Abstract
Introduction: In managing ventral hernia, using mesh for the anterior abdominal wall defect closure has become a standard. Different types of materials have been used as a mesh, each with its own benefits and drawbacks. This study aimed to investigate the potential of a triple-layered composite mesh made from amniotic membrane-coated polypropylene mesh (AMPM) with an adhesion barrier as an alternative for anterior abdominal wall defect closure.
Methods: An experimental study was conducted using Sprague-Dawley mice, imposed with a mechanical ventral hernia and divided into four groups with different treatments: sham surgery, mesh polypropylene, AMPM composite, and AMPM with adhesion barrier (triple-layered composite mesh). After 7 and 30 days of the procedure, the mice were evaluated for the recurrence of anterior abdominal wall defects, the histological profile of polymorphonuclear (PMN) cells, foreign body giant cells (FBGC), fibroblast cells, neovascularization, and adhesion of mesh to surrounding tissue in each group.

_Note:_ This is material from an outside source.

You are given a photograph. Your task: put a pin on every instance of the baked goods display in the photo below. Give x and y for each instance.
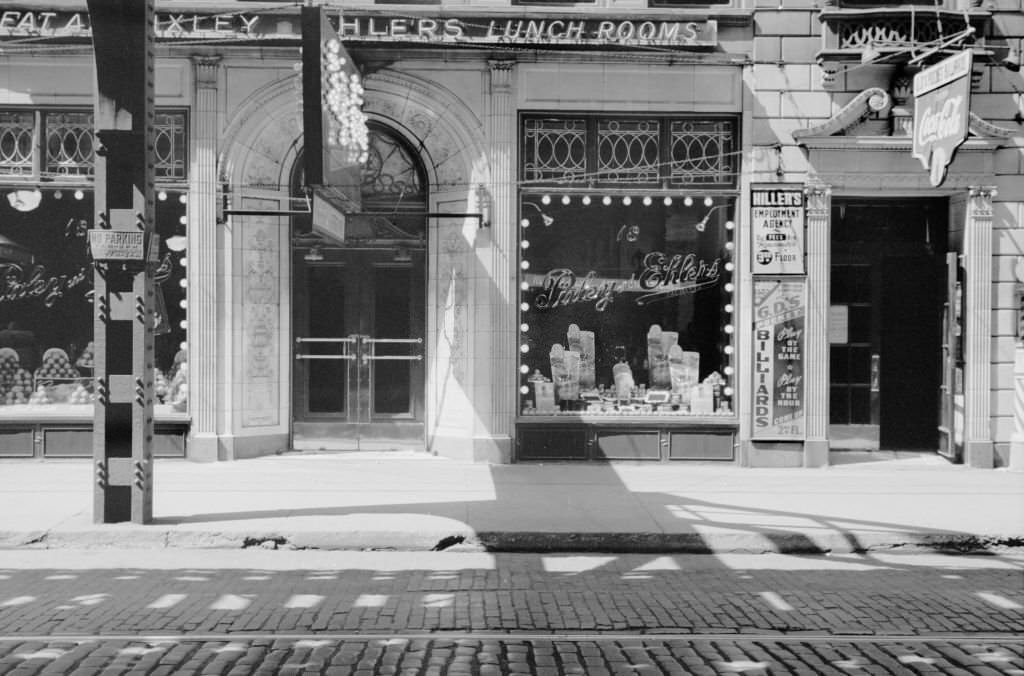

Results: No anterior abdominal wall defect recurrence was observed in all groups at 7- and 30-days post-procedure. We found no significant difference in histological profiles of PMN, FBGC, and fibroblast cells from each group. There was a statistically significant difference in the neovascularization (p=0.025) and adhesion (p=0.034) between the polypropylene mesh group and the triple-layered composite mesh group.
Conclusion: Triple-layered composite mesh has the potential to be an alternative to cover anterior abdominal wall defects, with triple-layered composite mesh and AMPM mesh groups showing a significantly higher rate of neovascularization and a lower rate of adhesion than the polypropylene mesh group.